A decade ago Defending the Caveman was a remarkable Joburg stage show - proof that pale persons could still find the town of which they’d been 99 percent of residents for 95 percent of its life. Now they were foreigners, except around the corner of Beit and Sivewright where night after night, hundreds and hundreds of nights, the walls of the ancient Alhambra Theatre flexed and heaved to accommodate the laughter inside. Now I wonder: might Caveman’s successor have been born?
Last week the Auto & General Theatre on the Square launched Shape, by Boykey and Kate Sidley. Many times, memories of Caveman hopped into mind, partly the laugh rate and partly the subject matter. This was us taking the mick out of us, the people in the audience were the people on the stage, homegrown to the endth (indeed rather more than adapted Caveman).

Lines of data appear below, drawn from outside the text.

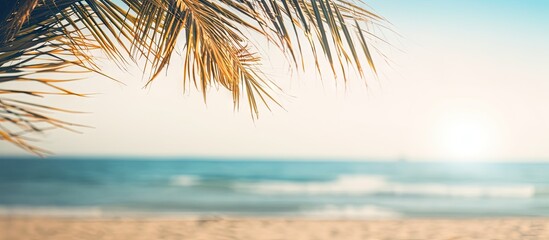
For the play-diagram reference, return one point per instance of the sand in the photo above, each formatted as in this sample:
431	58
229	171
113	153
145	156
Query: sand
48	228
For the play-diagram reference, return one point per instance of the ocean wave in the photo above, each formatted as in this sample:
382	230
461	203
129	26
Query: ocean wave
352	212
370	185
184	180
51	211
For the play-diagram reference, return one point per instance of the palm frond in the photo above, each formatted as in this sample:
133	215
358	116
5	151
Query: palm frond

Moreover, it wasn’t just the mick, it was spearing and punching and injuring, too, on ego and vulnerability and aloneness and the gap between where our lives are at and where our schedule had placed them.
On the R-word Race, too, where I’d have expected something along the lines I ride on, that you cope with race by ignoring race. No; different and more nuanced in interesting ways headed by a black man’s outrage at being expected to fit in a colour-coded box. In this and other arenas, Shape steps beyond Caveman - laugh.laugh.chunk-of-thought.laugh.whole-new-thought.laugh.

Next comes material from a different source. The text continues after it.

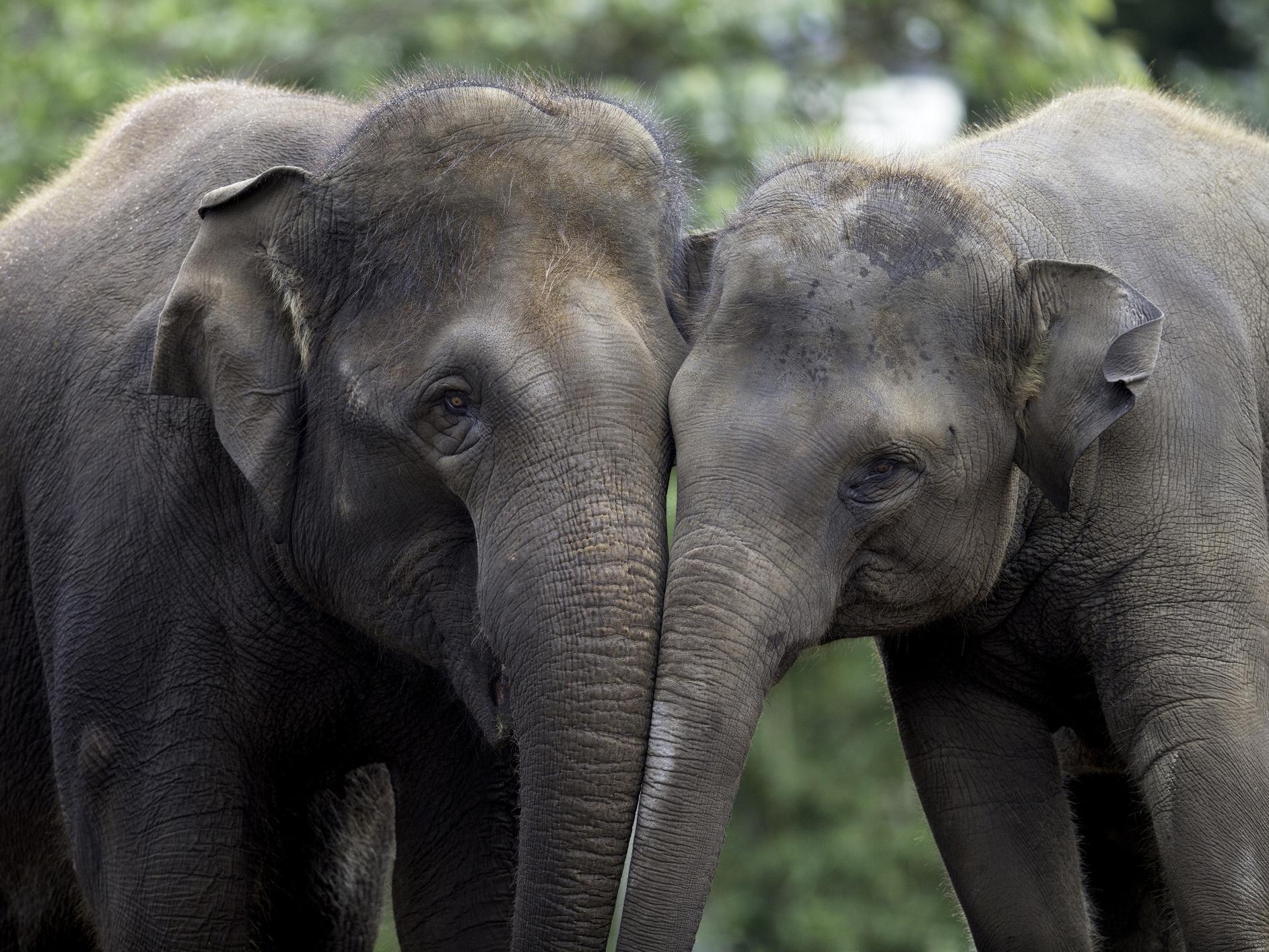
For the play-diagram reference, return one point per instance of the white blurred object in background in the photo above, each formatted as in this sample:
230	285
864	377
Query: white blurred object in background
903	114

Now I come to the However.
To write for public consumption, in my view, your first duty is to the person whose time and attention you are claiming, not the people who you are writing about, friends as they may be. You inform your reader as best you can, entertain your reader as best you can, but certainly never deceive your reader.
Not for nothing does Shape conjure up a possible replication of the most successful theatre on record. But it’s not there yet. Lumpy bits, tailings-away and character-conflicts intrude and in this punter’s mind there’s not just tweaking to be done but tweaking-plus, along with the surely impending review of the ambitious device of a loudly absent participant.

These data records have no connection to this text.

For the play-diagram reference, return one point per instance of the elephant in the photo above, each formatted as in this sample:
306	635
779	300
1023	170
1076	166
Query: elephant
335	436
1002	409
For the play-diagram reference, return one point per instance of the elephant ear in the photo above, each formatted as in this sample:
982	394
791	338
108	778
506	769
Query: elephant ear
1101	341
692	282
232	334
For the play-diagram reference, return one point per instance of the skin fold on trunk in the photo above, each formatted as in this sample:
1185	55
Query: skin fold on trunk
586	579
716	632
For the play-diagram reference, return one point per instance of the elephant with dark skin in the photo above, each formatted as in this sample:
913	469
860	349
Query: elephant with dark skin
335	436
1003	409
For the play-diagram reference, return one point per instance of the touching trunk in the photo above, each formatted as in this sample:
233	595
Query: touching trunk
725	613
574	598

I suppose no word clunks the soul of a brand-new playwright (why isn’t that word “playwrite”?) worse than the word “tweak”. In the end, though, it’s more useful than the longed-for word “perfect”. Just reminding.
* * *
The first thing I liked about Boris Gorelik’s book was its unlikelihood. An account of Russia’s links to the Cape Colony being launched in Joburg in 2016 by an outfit called the Van Riebeeck Society seemed to have escaped from Monty Python. That’s how I got to the launch of An Entirely Different World. I came to query. I stayed to cheer.
Cheered Boris, heartily. I’d cheer him anyway for appearing from afar and deciding that South Africa is where he wants to be. I cheer him more for what he adds. Boris started with a biography of our most famous Russian, Tretchikoff, and has now assembled the records of several Russian visitors in the 1800s. He picks out a magnificent collection of unexpected perspectives - on the Dutch versus the English, for instance; the Russians had no horse in that race and are sublimely caustic about both - and blends them with vigour that’s a knockout in its own right.
Cheered the Van Riebeeck Society, too, astonished to have not yet met it in its 98 years of publishing “primary texts of Africana that might otherwise be lost to posterity”. It’s done a book a year, in Xhosa, too, on the strength of members who pay the price of a good lunch once a year to keep history alive. Unsung heroes.
* Beckett is a writer and journalist
** The views expressed here are not necessarily those of Independent Media.